# Rules?



## Vidaloco (Sep 14, 2007)

I don't board but I can see the logic in having set hours for security reasons. I can't see the reason for any other time restraints though, except maybe if they had only one round pen and many people wanting to use it.


----------



## Thoreau (Nov 15, 2007)

yes.

Our biggest one is no dogs- and I'm thankful for that. The BO even keeps her dogs up in runs by her house.

Our "riding" hours are from 7am-10pm, which is awesome to me. Considering my lessons are at 8:30pm ever Wed and Fri x3

Another is if you turned lights on, you turn them off when you leave.

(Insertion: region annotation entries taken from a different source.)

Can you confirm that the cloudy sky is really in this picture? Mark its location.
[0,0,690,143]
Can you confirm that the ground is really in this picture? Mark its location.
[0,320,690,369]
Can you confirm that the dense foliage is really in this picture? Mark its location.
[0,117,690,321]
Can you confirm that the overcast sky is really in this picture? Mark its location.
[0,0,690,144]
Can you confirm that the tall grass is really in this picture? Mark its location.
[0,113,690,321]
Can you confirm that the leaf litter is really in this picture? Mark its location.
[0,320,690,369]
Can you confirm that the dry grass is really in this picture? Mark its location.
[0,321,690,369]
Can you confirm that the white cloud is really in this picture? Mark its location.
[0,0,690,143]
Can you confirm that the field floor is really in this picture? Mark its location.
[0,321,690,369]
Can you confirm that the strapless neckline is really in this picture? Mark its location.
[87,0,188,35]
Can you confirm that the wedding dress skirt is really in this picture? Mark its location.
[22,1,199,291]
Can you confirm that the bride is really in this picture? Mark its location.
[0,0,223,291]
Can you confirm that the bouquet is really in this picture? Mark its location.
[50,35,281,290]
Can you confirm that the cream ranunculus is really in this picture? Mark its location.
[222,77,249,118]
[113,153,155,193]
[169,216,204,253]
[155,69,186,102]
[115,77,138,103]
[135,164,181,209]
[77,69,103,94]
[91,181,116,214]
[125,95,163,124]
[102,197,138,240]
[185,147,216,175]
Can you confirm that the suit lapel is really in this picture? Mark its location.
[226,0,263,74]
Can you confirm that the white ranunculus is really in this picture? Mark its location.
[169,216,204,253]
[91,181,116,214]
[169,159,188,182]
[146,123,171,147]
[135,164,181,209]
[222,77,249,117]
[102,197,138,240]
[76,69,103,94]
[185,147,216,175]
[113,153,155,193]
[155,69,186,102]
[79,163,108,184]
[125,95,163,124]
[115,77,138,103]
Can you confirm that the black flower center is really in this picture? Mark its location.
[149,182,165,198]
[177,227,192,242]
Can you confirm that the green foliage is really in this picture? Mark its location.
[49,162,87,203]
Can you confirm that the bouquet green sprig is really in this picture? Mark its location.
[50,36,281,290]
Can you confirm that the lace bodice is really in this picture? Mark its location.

Another is no unaccompanied minors, unless they are the boarder. We had issues with riders bringing their young children (<5) and "loose" them in fields, having them running ans screaming, etc.


----------



## free_sprtd (Oct 18, 2007)

oh my goodness! those poor loose children...that's a good rule lol

well we cannot come before 10am. Everyone who wants to use the arena can, just no loose horses. Dogs are allowed. They are kind of weird about letting you bring a group of friends to visit. Dont touch others horses unless you know them (more of a guideline). Turn lights on, turn them off. So far that is all I have learned. I've only been there a month and a half. So i'm sure I will learn more if there are any.


----------



## ilovemydun (Nov 2, 2007)

I would not like it if I wasn't allowed to let my horse run loose in the arena! At my current stable the turnouts are quite small and my horse has CRAZY energy. I HAVE to turn her out in the arena before I do anything with her, lol.

Our barn hours are 7am-10pm which is nice, because my schedule is always changing. I like being able to see my horse when I want to.

We also have a good one, don't feed someone elses horse. It didn't happen at my barn, I just heard it from someone. But someone gave a horse a treat, and it ended up choking on it and dying. So, I completely understand and respect that rule. 

Uggh, at my old barn this boarder used to bring her dog and all's he would do was run all over the place, chasing cats, jumping on the feed bins, running in stalls, it was SO ANNOYING. If it's the owners dog, that's fine, but someone elses household dog...I don't know how they will react around my horse...I wouldn't want it there.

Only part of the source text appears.